Con el inicio del año escolar, todas las familias y
los educadores deberíamos motivar a los jóvenes a esforzarse por aprender. Y es que cada palabra que empleamos envía un poderoso
mensaje a los chicos. Algunas palabras
motivan y otras no lo hacen, y hay que entender esa diferencia. Una y otra vez, he visto a padres de familia
alabando a sus hijos por su inteligencia, en un afán de darles la confianza en
sus propias capacidades para atender sus obligaciones académicas y
triunfar. Carol Dweck, psicóloga de la
Universidad de Columbia en Nueva York y especialista en temas de motivación
estudiantil, diría que estos padres de familia se equivocan.
Después de 30 años de investigaciones, Dweck llegó a
una conclusión: los alumnos más motivados no son quienes se creen más
inteligentes, sino los que entienden que su inteligencia depende netamente de
su nivel de esfuerzo. Este principio
coincide con una de las conclusiones más importantes de múltiples estudios
neurocientíficos: que el cerebro es capaz de desarrollarse a lo largo de la
vida y que, efectivamente, podemos hacernos más, o menos inteligentes, según
nuestras posibilidades socioculturales y el nivel de perseverencia ante el
aprendizaje.
No solo interesan los mensajes que, como adultos, enviemos
a los jóvenes, sino además las creencias que estos mismos jóvenes tienen sobre
su propia inteligencia. Resulta ser que,
ante retos académicos complejos, los alumnos que suponen que sus capacidades
intelectuales son fijas tienen mayores dificultades en superarlos, mientras quienes
consideran que la inteligencia se puede mejorar a lo largo de la vida, son más
exitosos.
Dweck logró demostrar que los alumnos que creen que
nacieron con una inteligencia predeterminada prefieren evitar situaciones de
aprendizaje en donde se arriesguen a fracasar, a fin de que los demás
cuestionen su capacidad intelectual. La
preocupación principal de estos chicos es ser considerado inteligente ante los
ojos de sus pares y padres de familia.
Asumen que el cometer errores o esforzarse realizando tareas académicas
es sinónimo de carecer de inteligencia, por lo que no toleran obtener bajas
calificaciones. Con tal de evitarlas, no
matriculan cursos específicos o rehuyen a situaciones de aprendizaje que les
implique un reto intelectual. Si
obtienen una mala calificación, estudian menos, y no más, al momento de prepararse
para la siguiente prueba, e inclusive son más dados a cometer fraude académico. Como si fuera poco, cuando se equivocan, no
tratan de enmedar o aprender de sus errores.

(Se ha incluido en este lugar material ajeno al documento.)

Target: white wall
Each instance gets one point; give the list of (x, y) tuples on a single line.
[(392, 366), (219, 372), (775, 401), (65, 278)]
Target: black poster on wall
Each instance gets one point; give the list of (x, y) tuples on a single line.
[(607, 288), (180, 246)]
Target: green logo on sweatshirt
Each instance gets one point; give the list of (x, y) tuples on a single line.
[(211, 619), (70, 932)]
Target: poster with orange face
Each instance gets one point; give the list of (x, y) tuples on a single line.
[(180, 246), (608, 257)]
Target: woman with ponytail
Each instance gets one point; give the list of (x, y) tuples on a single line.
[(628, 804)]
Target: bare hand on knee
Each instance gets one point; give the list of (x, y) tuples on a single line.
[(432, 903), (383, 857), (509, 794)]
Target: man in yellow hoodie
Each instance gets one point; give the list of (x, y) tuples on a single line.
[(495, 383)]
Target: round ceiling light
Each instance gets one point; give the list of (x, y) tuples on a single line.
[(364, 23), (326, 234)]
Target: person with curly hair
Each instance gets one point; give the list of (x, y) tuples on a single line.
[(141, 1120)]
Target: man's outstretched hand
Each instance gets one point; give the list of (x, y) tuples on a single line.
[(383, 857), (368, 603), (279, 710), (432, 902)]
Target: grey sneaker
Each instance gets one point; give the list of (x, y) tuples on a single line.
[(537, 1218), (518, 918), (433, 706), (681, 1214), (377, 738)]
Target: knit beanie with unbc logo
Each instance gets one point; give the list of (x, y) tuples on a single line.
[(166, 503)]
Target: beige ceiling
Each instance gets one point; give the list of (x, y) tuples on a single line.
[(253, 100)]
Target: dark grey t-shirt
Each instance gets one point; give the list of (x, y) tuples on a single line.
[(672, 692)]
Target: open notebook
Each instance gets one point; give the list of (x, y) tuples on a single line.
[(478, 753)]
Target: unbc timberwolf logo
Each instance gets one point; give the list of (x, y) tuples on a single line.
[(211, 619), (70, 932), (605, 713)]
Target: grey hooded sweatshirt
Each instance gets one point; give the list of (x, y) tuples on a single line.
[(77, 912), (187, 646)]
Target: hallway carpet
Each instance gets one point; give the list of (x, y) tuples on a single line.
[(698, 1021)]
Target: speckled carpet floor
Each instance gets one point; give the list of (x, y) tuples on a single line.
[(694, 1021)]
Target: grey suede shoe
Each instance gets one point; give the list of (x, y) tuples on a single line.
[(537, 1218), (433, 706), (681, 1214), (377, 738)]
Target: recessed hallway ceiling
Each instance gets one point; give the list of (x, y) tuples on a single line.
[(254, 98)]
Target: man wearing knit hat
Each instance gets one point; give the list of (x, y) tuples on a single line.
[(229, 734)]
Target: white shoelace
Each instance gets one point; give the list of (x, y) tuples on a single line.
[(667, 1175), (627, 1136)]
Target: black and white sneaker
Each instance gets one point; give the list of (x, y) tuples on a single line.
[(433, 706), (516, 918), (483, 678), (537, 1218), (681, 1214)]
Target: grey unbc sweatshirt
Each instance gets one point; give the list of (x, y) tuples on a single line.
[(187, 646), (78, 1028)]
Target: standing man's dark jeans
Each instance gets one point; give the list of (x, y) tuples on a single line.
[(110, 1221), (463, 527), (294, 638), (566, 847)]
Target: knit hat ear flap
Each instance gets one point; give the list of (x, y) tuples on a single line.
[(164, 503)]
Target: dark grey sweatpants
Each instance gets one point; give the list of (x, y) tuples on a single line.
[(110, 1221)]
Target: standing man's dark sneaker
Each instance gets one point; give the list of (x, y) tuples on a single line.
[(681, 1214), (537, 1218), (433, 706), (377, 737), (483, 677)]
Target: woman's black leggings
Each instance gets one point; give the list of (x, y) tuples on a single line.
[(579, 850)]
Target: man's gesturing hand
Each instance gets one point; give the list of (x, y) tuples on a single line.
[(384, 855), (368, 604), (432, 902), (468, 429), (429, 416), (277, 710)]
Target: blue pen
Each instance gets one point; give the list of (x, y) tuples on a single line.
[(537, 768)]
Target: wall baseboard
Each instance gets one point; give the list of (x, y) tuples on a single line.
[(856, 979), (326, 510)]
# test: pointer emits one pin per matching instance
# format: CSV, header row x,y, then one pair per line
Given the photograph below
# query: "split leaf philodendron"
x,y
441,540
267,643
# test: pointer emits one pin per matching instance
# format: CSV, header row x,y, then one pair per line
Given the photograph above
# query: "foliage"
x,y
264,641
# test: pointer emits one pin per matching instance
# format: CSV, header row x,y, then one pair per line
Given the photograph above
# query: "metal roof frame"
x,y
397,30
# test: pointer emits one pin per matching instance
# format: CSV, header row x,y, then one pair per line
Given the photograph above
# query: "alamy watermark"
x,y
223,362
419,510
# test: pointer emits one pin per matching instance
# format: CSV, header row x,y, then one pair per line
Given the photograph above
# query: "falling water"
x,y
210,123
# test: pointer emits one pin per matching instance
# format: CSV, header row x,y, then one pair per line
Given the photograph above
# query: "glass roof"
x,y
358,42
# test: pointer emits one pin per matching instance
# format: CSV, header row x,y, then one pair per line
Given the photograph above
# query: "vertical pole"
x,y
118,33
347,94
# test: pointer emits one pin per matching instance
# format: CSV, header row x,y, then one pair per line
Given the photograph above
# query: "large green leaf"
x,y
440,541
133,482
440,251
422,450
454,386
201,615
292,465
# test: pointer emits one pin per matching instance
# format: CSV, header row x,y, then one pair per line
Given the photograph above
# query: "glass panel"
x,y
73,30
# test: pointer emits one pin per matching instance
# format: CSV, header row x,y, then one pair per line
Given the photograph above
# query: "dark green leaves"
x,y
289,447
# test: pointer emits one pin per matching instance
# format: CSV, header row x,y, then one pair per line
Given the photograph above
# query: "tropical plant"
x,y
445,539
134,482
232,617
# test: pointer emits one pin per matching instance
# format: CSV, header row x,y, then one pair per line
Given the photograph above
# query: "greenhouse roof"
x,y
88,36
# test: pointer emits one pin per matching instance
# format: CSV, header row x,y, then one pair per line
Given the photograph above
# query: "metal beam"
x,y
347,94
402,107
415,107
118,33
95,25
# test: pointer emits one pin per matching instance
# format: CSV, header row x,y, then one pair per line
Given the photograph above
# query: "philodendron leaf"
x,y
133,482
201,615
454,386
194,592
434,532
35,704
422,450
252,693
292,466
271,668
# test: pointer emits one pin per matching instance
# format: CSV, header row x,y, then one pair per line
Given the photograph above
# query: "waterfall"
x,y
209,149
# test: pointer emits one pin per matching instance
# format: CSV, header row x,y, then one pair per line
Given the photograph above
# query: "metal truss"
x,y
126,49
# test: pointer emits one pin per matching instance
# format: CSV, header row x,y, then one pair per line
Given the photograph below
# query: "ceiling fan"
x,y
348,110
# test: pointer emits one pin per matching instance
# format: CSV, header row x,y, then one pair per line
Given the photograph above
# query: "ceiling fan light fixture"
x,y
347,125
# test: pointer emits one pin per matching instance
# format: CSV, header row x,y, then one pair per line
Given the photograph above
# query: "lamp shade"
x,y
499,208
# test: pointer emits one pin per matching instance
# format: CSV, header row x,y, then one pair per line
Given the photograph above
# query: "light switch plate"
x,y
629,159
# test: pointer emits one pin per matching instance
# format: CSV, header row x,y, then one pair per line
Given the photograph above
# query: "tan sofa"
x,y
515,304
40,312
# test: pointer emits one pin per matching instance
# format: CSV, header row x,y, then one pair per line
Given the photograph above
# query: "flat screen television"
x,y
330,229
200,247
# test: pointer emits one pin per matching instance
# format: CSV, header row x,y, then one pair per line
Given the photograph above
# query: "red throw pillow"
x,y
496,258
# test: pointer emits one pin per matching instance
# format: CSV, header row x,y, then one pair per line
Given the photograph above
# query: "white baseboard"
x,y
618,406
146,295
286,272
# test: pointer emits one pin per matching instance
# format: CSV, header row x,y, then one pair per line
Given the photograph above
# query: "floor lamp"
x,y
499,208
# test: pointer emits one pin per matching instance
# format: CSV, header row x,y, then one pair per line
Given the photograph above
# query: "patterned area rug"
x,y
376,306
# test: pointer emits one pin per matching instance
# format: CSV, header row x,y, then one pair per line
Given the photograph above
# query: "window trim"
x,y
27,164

En contraste, los jóvenes que entienden que sus
capacidades intelectuales dependen netamente de su nivel de esfuerzo, asumen
retos complejos de aprendizaje, se esfuerzan por resolverlos y se preocupan por
remediar sus deficiencias.
Lejos de motivar a los jóvenes recordándoles lo
inteligentes que son, es preferible reconocer su nivel de esfuerzo,
perseverancia, o bien las estrategias de aprendizaje que utilizan al realizar
sus labores académicas.
Publicado en La República el 3 de febrero.